Mudge told us the story around the campfire. Growing up, we’d all heard versions of it but he had the education to know it properly, I guess. Pagan probably knew it too but he remained quiet and looked solemn, even sad. I tried to imagine what that night had been like. It must have felt like the end of the world. I wondered if they’d had time to realise something was wrong. Would they have been able to understand the magnitude of the disaster that was killing them? I could only think of it in the most abstract terms. I hoped that they had died quickly, but I knew many of them would not have.

The same night the corporations hit the faults they had also hit every single dam on the Colorado River. This, along with the general rise in the water table, led to partial flooding of the Grand Canyon and surrounding areas. While it paled in significance compared to the destruction of California, it was another blow against America’s infrastructure. The lights went out in Vegas just before the aftershocks hit it. It also led to the Grand Canyon and environs becoming euphemistically known as the Arizona or Nevada — depending on what side you were on — Coast.

Vicious, often artificially augmented, tidal bore waves forced down narrow canyons gave birth to the dangerous sport of canyon surfing and turned the Arizona/Nevada Coast into a the number-one surf spot in North America. Though the truly hard core sometimes risked the dangers of California to surf the ruins of its destroyed cities. The area had been developed by an alliance of mob money and the local Hulapai Native Americans, who had ensured that the land was not further abused too much. Fortunately, as the target market was surfers, not too much development was needed. They liked to rough it. The development alliance used surf tribes to police the coast. Some of the tribes were borderline feral people from the ruins of California.

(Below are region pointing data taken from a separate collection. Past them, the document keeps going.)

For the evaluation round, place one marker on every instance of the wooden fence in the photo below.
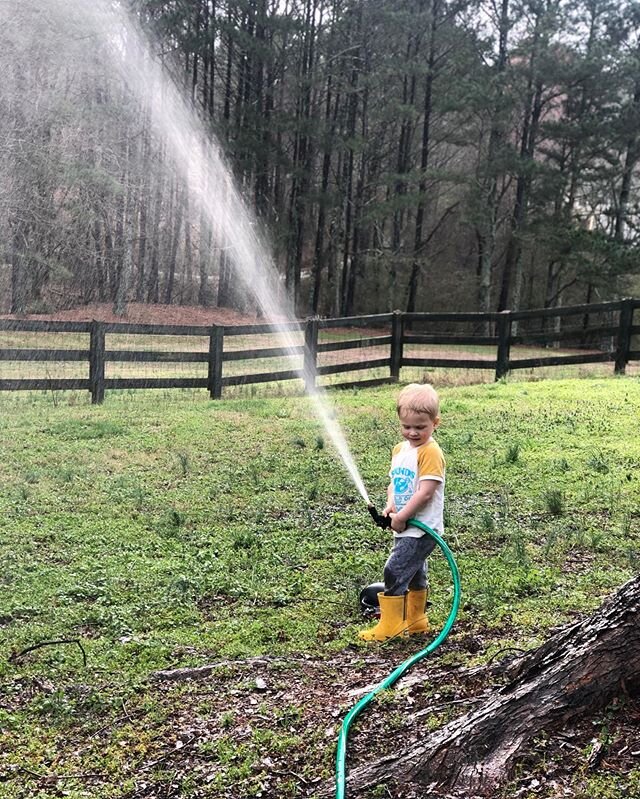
(507, 330)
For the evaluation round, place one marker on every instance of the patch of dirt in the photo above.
(267, 727)
(147, 314)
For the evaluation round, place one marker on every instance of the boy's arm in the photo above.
(426, 490)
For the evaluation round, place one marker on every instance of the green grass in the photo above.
(162, 529)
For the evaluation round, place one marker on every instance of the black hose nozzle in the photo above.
(383, 522)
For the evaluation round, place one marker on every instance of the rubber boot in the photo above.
(417, 621)
(391, 622)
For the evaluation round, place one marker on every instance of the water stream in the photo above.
(198, 158)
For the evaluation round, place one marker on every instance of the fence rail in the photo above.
(617, 348)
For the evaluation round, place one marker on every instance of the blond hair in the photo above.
(419, 398)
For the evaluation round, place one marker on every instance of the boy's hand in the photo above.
(397, 524)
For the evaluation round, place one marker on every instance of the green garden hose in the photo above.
(341, 754)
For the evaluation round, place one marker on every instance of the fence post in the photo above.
(504, 343)
(397, 341)
(310, 354)
(625, 322)
(214, 375)
(96, 362)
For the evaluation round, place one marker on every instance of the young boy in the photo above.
(416, 491)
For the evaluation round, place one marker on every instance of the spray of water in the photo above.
(197, 156)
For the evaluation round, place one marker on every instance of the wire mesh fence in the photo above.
(447, 348)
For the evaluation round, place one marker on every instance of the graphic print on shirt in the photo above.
(403, 481)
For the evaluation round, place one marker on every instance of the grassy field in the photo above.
(163, 530)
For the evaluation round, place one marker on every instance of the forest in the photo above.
(399, 154)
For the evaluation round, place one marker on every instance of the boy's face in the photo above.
(417, 428)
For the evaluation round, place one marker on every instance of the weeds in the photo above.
(554, 501)
(512, 454)
(155, 572)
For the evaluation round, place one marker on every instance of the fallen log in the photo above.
(577, 672)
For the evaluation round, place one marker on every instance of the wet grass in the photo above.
(162, 530)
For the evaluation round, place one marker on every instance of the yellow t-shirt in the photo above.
(409, 465)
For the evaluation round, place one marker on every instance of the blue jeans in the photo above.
(406, 566)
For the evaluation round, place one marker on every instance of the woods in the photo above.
(412, 154)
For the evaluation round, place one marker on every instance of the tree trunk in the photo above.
(577, 672)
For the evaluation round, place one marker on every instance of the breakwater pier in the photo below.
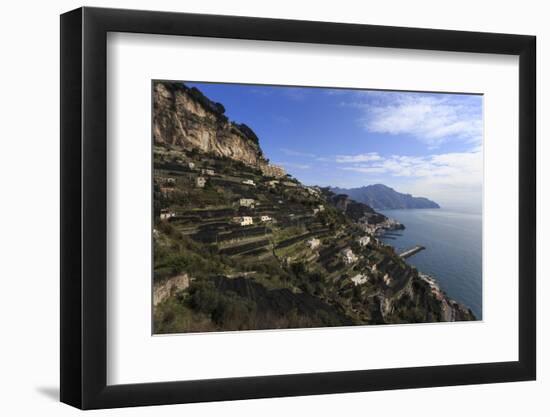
(412, 251)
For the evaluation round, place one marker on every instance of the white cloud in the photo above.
(363, 157)
(451, 179)
(431, 119)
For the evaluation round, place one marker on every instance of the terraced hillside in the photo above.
(238, 245)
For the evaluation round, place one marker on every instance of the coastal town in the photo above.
(239, 243)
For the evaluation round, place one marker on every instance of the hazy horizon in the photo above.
(424, 144)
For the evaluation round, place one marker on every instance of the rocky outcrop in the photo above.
(163, 290)
(184, 117)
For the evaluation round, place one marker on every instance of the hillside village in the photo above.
(240, 244)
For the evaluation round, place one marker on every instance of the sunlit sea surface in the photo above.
(453, 253)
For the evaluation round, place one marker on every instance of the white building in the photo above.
(166, 214)
(246, 202)
(359, 279)
(313, 243)
(348, 256)
(273, 171)
(200, 182)
(246, 220)
(364, 241)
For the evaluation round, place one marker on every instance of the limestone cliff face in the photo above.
(185, 117)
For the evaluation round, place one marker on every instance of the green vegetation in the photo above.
(263, 255)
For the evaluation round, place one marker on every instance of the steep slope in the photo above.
(260, 250)
(382, 197)
(185, 117)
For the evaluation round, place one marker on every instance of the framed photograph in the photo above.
(256, 208)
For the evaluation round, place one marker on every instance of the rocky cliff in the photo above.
(184, 117)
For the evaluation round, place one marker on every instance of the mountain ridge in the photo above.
(382, 197)
(238, 246)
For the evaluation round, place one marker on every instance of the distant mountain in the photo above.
(381, 197)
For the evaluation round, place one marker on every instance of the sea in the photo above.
(453, 254)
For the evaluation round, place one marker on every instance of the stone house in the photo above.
(246, 202)
(200, 182)
(348, 256)
(246, 221)
(364, 241)
(166, 214)
(313, 243)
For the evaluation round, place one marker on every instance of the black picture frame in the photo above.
(84, 207)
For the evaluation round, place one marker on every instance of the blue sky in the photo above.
(426, 144)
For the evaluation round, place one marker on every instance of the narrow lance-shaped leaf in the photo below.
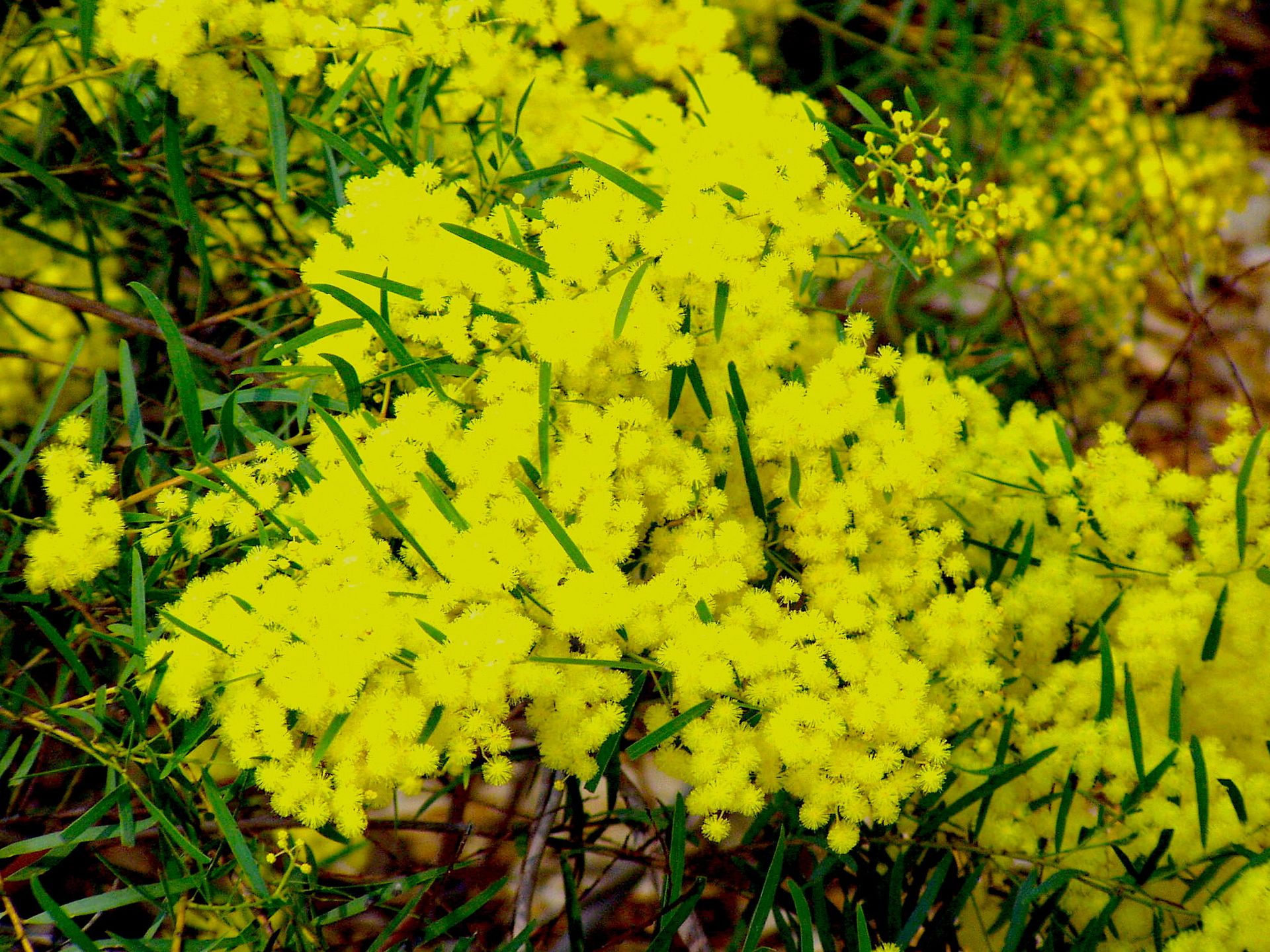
(722, 291)
(1130, 713)
(37, 430)
(182, 368)
(766, 896)
(624, 306)
(1201, 770)
(1241, 493)
(1107, 701)
(667, 730)
(277, 124)
(1213, 640)
(501, 248)
(234, 837)
(554, 527)
(625, 182)
(545, 419)
(1175, 707)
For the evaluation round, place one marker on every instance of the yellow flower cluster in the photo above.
(489, 51)
(1118, 192)
(85, 527)
(626, 476)
(908, 173)
(1140, 615)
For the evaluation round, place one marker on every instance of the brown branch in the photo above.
(130, 321)
(1197, 320)
(539, 833)
(248, 309)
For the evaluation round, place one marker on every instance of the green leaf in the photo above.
(624, 306)
(861, 107)
(1024, 560)
(1134, 796)
(995, 782)
(554, 527)
(766, 896)
(1175, 707)
(626, 183)
(173, 830)
(698, 389)
(140, 639)
(384, 284)
(609, 749)
(1201, 770)
(577, 931)
(1064, 808)
(392, 928)
(349, 379)
(863, 942)
(59, 643)
(443, 502)
(1107, 701)
(676, 917)
(234, 837)
(546, 172)
(37, 430)
(355, 463)
(381, 327)
(447, 922)
(332, 106)
(545, 419)
(37, 172)
(1130, 713)
(277, 124)
(806, 928)
(64, 923)
(1064, 444)
(1213, 640)
(501, 248)
(667, 730)
(310, 337)
(364, 165)
(128, 397)
(675, 856)
(1232, 791)
(722, 291)
(182, 368)
(1241, 494)
(911, 102)
(930, 892)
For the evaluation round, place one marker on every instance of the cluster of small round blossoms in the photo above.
(84, 526)
(492, 50)
(1138, 576)
(529, 503)
(910, 173)
(1118, 190)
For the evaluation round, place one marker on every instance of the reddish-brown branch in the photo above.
(128, 321)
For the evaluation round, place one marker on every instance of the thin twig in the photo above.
(549, 804)
(248, 309)
(693, 933)
(131, 321)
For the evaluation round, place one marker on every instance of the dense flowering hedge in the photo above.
(592, 444)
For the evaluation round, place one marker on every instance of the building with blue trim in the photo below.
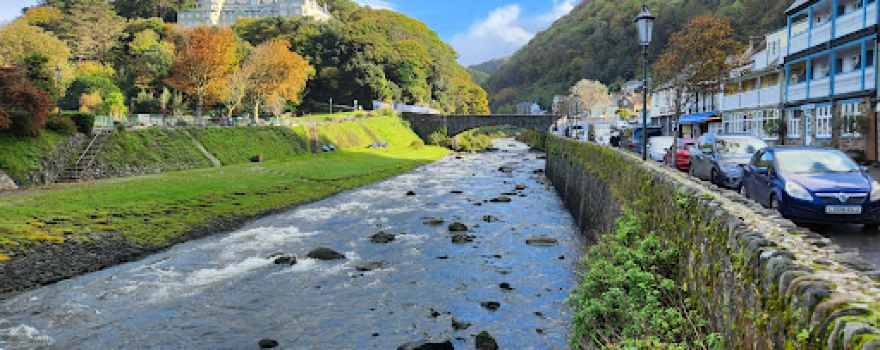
(830, 75)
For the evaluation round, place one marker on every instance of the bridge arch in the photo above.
(425, 124)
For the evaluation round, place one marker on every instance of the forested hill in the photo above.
(597, 40)
(367, 54)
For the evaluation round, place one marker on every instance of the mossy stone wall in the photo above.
(761, 281)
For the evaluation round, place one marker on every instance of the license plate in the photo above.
(843, 210)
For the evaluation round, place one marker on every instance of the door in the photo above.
(763, 182)
(808, 127)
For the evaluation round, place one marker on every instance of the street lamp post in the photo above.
(645, 24)
(57, 87)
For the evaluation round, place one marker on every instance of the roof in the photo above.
(797, 4)
(697, 118)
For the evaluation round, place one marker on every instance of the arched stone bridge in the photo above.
(425, 124)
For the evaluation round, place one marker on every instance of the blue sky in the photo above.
(478, 29)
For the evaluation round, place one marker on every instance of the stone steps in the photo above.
(74, 172)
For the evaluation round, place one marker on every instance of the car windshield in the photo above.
(814, 161)
(660, 142)
(731, 146)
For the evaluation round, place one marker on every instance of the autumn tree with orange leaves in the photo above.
(206, 58)
(276, 73)
(697, 59)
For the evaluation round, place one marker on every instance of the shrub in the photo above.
(24, 109)
(85, 122)
(62, 124)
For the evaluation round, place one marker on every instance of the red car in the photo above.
(678, 156)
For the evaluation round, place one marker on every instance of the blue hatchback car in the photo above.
(813, 185)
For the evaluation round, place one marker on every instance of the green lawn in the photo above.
(167, 149)
(22, 155)
(239, 145)
(154, 209)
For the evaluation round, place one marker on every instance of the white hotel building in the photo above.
(227, 12)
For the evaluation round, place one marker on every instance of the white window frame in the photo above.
(823, 122)
(794, 125)
(769, 115)
(848, 111)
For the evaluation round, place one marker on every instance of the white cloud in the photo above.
(377, 4)
(504, 31)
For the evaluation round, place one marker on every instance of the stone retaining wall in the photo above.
(761, 281)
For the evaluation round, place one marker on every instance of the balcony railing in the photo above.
(820, 88)
(821, 34)
(799, 43)
(731, 102)
(770, 96)
(797, 92)
(848, 82)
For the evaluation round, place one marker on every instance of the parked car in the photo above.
(721, 158)
(634, 143)
(679, 155)
(658, 145)
(813, 185)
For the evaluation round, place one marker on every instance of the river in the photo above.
(222, 292)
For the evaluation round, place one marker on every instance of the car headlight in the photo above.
(797, 191)
(875, 191)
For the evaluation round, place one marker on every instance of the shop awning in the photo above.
(698, 118)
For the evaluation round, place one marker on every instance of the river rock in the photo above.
(491, 305)
(541, 241)
(486, 342)
(490, 218)
(268, 343)
(288, 260)
(459, 324)
(457, 227)
(433, 221)
(424, 345)
(460, 238)
(382, 237)
(325, 254)
(372, 265)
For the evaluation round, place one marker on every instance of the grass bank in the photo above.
(151, 212)
(21, 155)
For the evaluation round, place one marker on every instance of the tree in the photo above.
(151, 58)
(24, 109)
(19, 40)
(698, 59)
(91, 28)
(592, 94)
(276, 73)
(206, 58)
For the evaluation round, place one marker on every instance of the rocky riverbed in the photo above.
(471, 251)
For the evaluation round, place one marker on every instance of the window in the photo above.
(793, 123)
(852, 119)
(770, 124)
(823, 122)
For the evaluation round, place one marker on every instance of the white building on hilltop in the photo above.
(227, 12)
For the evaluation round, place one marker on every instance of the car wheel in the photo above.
(715, 179)
(743, 191)
(774, 203)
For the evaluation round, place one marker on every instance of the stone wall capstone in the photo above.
(762, 282)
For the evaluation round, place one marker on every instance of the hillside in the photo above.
(490, 66)
(597, 40)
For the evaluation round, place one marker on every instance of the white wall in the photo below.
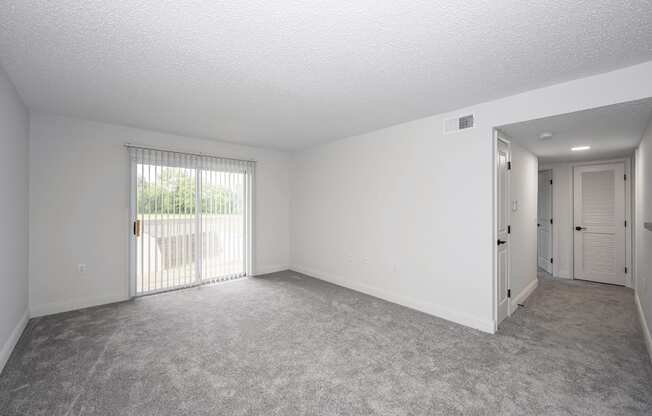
(406, 213)
(79, 208)
(562, 214)
(643, 199)
(524, 181)
(14, 126)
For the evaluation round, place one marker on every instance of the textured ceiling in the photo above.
(611, 131)
(290, 74)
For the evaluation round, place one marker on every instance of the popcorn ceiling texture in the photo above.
(290, 345)
(290, 74)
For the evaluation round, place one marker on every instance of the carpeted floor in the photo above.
(288, 345)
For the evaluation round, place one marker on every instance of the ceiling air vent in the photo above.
(453, 125)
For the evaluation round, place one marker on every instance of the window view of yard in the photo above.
(172, 204)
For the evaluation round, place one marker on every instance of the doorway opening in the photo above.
(569, 200)
(545, 221)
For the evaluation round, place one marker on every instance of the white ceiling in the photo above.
(289, 74)
(611, 131)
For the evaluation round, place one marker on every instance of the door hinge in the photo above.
(137, 228)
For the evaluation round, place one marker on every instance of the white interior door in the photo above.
(599, 218)
(502, 251)
(544, 221)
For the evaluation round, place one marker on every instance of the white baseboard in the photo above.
(270, 269)
(646, 329)
(11, 342)
(563, 274)
(521, 297)
(58, 307)
(419, 305)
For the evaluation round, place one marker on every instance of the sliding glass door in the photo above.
(191, 219)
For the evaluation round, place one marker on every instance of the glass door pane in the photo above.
(166, 255)
(223, 224)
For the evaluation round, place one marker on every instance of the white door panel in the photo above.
(599, 216)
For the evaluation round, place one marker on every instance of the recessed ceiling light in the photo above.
(545, 135)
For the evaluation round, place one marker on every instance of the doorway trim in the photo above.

The free and easy approach to law enforcement coupled with a love of cash meant a burgeoning grey market. We were hoping to find what we’d need in the arms and tech markets of New Venice.

I felt overdressed in my raincoat. Everyone else looked much more at home, particularly Pagan with his staff and ritual accoutrements back on show, although our pale and soon-to-be-red skin marked us out as Europeans.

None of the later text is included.